Washington State Farm Bureau Federation v. Reed

¶19 (concurring) —Although I entirely agree with the majority’s determination that sections 1 and 2 of Substitute Senate Bill (SSB) 6078 are exempt from referendum, I feel it is necessary to respond to one point that Justices Sanders and J.M. Johnson make in their dissents. They suggest that the secretary of state violated his statutory and constitutional duties to allow the petitioners’ referendum petition to circulate. These dissenters indicate that the secretary’s withholding of the referendum, for the reason that the measure to which it applied contained a so-called “emergency clause,” caused the referendum to fail because, in the words of one of the dissenters, “there is simply insufficient time remaining to obtain requisite signatures.” Dissent at 681 (Sanders, J.).

Alexander, C.J.

¶20 It is important to note that the time within which referendum petitions can be filed is very constricted. This is not due to any decision of this court or of the secretary of state. Rather, it is due to a provision in our state constitution which provides that “[Referendum petitions against measures passed by the legislature shall be filed with the secretary of state not later than ninety days after the final adjournment of the session of the legislature which passed the measure on which the referendum is demanded.” Wash. Const, art. II, § 1(d) (emphasis added). The plain fact is that referendum petitioners, even those armed with the full 90 days within which to obtain signatures equal to four per*680cent of the number of persons voting in the last gubernatorial election, are faced with a difficult task.

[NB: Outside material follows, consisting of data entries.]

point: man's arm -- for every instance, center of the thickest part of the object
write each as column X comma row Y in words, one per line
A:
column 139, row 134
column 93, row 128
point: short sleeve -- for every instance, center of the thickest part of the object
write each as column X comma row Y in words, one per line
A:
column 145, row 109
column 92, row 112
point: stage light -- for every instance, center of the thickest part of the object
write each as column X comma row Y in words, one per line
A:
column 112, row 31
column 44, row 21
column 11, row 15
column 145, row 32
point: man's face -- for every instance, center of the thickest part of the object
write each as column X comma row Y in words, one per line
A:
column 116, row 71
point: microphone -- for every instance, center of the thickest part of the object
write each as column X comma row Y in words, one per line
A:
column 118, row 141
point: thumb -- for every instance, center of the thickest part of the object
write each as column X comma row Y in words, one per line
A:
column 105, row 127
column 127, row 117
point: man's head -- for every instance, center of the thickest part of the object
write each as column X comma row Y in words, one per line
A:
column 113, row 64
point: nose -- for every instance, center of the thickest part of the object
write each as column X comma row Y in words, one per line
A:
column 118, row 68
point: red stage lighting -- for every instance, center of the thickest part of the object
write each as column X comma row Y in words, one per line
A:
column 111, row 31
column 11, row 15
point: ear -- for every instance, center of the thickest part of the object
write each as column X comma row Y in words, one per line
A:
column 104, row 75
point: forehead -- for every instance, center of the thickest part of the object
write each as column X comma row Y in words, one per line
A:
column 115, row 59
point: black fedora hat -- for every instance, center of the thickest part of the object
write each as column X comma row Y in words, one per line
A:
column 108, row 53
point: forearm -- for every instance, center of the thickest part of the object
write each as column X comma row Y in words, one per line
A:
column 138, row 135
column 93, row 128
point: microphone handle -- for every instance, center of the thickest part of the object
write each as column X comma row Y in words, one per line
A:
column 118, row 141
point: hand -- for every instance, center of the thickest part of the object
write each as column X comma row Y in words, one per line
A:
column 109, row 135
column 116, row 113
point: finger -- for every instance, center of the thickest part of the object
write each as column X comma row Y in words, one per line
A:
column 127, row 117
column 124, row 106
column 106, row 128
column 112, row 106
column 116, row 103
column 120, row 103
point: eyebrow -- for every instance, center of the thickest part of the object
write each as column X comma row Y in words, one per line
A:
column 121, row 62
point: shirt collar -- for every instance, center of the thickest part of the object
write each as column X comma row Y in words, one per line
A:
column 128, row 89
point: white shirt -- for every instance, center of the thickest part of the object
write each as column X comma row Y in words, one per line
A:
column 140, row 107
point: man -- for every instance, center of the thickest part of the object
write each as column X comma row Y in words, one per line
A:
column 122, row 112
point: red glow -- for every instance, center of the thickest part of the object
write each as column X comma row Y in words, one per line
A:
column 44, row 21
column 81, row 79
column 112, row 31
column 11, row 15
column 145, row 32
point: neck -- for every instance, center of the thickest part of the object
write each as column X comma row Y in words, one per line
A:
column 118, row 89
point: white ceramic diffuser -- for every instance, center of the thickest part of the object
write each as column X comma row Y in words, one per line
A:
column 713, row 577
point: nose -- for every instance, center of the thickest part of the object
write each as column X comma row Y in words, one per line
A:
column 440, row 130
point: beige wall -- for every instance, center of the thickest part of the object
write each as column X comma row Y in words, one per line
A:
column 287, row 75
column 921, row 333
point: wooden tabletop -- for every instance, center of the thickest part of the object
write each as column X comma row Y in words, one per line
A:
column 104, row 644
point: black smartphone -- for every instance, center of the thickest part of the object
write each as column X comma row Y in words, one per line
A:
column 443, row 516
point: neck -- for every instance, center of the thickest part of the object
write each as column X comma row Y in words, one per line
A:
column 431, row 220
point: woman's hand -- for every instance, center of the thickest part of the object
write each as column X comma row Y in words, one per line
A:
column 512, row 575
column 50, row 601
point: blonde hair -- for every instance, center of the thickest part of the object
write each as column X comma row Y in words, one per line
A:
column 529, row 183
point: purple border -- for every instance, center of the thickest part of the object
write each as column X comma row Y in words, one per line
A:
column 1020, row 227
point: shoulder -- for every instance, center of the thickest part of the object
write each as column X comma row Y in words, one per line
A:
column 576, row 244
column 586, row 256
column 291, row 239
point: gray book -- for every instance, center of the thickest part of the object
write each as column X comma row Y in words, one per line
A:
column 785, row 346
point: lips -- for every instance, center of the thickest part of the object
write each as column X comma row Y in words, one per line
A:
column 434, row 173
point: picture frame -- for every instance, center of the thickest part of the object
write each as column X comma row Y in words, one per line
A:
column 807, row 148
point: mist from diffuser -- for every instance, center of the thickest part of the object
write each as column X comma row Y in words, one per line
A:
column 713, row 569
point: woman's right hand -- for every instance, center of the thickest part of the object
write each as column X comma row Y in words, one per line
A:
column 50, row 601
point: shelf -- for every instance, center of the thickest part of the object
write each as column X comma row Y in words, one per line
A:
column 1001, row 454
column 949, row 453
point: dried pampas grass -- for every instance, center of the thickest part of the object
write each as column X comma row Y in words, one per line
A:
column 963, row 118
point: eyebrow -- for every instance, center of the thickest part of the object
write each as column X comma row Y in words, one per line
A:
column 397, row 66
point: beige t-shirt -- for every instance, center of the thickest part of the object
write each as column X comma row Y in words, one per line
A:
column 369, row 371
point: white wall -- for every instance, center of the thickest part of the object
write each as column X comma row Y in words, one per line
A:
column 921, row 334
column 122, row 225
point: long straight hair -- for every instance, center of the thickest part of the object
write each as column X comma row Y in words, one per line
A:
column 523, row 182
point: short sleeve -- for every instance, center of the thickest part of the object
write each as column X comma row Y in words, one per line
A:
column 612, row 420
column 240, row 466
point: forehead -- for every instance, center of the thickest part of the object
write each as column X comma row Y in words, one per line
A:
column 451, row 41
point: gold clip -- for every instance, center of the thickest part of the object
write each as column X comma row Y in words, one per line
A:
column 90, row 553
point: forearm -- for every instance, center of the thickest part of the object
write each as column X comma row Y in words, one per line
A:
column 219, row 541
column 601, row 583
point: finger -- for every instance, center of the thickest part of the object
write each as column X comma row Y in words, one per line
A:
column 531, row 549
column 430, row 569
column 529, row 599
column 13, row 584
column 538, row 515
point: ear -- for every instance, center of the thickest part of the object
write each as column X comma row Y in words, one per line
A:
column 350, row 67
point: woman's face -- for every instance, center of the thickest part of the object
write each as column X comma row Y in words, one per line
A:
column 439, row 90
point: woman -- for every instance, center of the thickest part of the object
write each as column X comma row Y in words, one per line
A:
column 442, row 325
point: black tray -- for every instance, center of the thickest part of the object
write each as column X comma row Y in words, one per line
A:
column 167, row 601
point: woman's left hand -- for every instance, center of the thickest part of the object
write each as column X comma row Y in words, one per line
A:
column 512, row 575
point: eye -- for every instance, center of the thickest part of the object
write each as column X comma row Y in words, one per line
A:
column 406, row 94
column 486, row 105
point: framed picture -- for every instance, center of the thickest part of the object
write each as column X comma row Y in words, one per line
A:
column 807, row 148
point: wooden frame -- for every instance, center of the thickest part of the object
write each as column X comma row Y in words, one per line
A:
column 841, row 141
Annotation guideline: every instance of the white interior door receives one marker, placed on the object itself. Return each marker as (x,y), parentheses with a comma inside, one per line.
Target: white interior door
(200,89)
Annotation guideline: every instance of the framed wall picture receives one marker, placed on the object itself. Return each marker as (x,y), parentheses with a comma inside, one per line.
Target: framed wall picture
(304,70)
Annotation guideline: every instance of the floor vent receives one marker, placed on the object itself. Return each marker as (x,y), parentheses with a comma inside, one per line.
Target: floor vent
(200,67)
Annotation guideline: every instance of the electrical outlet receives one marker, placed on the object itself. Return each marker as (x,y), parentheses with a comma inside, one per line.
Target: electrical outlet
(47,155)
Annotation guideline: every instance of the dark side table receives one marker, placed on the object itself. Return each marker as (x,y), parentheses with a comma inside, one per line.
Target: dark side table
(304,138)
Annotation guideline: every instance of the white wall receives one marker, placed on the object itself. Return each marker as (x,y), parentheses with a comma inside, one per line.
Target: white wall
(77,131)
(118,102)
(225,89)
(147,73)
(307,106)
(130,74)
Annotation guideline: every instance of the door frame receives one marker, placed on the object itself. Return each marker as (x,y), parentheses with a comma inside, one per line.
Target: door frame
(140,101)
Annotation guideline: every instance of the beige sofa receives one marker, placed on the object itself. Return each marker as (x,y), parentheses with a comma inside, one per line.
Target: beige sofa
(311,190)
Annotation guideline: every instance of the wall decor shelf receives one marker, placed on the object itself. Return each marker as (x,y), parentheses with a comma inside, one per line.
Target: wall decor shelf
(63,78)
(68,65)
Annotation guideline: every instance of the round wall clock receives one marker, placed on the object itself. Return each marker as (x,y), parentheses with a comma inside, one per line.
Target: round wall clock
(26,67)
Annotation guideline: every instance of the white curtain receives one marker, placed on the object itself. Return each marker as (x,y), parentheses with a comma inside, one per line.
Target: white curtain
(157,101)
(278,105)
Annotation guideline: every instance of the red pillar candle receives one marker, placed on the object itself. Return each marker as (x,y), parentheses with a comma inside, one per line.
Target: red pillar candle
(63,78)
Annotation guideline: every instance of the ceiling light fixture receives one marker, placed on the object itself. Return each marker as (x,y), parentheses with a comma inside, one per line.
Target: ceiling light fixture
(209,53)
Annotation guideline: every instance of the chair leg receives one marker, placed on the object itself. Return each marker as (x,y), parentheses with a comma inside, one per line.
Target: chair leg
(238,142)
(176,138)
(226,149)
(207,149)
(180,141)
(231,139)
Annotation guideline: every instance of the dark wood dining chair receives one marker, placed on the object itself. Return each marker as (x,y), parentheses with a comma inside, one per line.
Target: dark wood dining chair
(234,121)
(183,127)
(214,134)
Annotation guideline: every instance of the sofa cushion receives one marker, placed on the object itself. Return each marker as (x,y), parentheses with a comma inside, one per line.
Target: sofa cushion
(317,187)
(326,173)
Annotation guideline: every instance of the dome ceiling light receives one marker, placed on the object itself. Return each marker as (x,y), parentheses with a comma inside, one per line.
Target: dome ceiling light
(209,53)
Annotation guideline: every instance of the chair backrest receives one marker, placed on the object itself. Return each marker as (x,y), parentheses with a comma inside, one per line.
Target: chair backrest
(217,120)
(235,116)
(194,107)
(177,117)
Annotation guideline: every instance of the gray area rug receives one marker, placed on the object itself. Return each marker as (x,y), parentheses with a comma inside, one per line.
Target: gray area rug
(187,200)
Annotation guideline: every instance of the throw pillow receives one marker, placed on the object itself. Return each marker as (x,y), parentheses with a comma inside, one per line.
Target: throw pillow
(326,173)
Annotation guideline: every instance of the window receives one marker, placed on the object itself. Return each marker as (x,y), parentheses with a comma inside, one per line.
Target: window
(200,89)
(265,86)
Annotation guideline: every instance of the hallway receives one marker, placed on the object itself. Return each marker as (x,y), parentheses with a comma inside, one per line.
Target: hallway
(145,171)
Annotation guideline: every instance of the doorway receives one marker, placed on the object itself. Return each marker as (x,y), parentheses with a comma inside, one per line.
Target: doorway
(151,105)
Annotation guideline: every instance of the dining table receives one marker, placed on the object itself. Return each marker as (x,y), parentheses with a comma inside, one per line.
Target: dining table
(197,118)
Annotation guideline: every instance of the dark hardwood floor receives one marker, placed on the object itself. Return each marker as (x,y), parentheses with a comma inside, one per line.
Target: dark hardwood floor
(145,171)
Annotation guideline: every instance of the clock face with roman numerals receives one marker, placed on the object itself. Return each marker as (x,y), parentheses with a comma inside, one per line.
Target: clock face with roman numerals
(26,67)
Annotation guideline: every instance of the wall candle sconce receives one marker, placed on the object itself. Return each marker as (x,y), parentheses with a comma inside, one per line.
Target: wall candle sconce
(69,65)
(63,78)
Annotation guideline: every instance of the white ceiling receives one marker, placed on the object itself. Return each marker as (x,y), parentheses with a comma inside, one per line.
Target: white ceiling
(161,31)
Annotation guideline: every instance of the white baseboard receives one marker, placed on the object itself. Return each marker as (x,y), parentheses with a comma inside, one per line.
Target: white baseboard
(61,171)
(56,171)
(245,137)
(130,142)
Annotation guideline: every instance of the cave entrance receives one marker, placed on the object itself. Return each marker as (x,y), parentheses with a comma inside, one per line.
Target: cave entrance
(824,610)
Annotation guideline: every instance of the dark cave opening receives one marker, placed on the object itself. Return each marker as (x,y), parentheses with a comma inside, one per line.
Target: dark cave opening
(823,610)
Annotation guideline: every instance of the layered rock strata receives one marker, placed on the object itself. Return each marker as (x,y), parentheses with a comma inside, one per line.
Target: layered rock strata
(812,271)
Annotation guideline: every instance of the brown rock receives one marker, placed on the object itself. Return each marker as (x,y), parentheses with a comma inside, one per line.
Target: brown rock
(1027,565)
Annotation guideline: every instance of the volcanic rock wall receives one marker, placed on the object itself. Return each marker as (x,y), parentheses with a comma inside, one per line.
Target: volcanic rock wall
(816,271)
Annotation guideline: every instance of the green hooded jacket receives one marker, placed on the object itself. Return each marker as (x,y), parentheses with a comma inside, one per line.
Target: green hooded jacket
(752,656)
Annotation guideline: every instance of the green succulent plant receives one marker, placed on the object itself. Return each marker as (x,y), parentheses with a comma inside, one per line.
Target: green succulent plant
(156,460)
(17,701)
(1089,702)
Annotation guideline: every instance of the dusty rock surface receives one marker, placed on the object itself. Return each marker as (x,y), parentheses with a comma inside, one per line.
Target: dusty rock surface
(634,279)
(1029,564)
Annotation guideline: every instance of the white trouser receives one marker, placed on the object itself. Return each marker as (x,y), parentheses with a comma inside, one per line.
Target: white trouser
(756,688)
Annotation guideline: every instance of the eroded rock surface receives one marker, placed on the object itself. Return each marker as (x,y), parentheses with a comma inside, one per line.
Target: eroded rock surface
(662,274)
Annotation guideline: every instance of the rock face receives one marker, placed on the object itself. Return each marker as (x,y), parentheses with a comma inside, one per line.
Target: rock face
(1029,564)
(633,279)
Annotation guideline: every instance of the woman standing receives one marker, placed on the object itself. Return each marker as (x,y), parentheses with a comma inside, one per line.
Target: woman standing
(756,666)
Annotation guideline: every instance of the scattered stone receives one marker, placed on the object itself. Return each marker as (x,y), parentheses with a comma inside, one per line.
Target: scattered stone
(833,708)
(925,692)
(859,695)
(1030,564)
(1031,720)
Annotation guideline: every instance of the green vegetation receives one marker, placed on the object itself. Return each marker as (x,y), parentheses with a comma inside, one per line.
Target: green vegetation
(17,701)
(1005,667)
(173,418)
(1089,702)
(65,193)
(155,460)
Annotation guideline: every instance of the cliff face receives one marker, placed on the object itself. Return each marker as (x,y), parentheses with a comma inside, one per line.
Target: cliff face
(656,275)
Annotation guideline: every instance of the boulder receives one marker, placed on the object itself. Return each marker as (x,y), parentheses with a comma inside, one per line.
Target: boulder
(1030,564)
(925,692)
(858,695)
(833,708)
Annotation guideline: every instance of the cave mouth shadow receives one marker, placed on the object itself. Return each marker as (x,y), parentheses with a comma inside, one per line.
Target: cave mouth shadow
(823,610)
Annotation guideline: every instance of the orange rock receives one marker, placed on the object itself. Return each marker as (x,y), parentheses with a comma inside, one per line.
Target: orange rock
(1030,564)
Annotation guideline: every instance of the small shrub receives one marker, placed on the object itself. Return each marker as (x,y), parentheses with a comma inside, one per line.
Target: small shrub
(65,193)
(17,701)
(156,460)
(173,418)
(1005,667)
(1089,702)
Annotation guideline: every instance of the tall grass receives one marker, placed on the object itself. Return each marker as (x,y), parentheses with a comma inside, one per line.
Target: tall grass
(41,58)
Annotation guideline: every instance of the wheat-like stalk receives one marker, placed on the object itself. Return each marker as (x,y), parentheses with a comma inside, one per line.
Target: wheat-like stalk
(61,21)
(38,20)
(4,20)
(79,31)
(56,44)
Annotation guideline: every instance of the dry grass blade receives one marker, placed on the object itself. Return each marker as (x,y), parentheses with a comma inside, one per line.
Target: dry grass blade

¶21 The question of whether the secretary of state can refuse to accept a proposed referendum measure for processing, and potentially let the time clock on it run out, simply because the act that the petitioners would submit to the voters contains an emergency clause, is a significant question that this court may find it necessary to address at some future time. It is not, however, necessary or proper for us to do so in the instant case because resolution of that issue is not required. I say that because the challenged sections of SSB 6078 are exempt from referendum. Thus, the aforementioned time limits set forth in the constitution have no application here. Consequently, whether the secretary of state wrongly withheld the referendum petition for all or a portion of the 90-day period is simply not material.

Fairhurst, J., concurs with Alexander, C.J.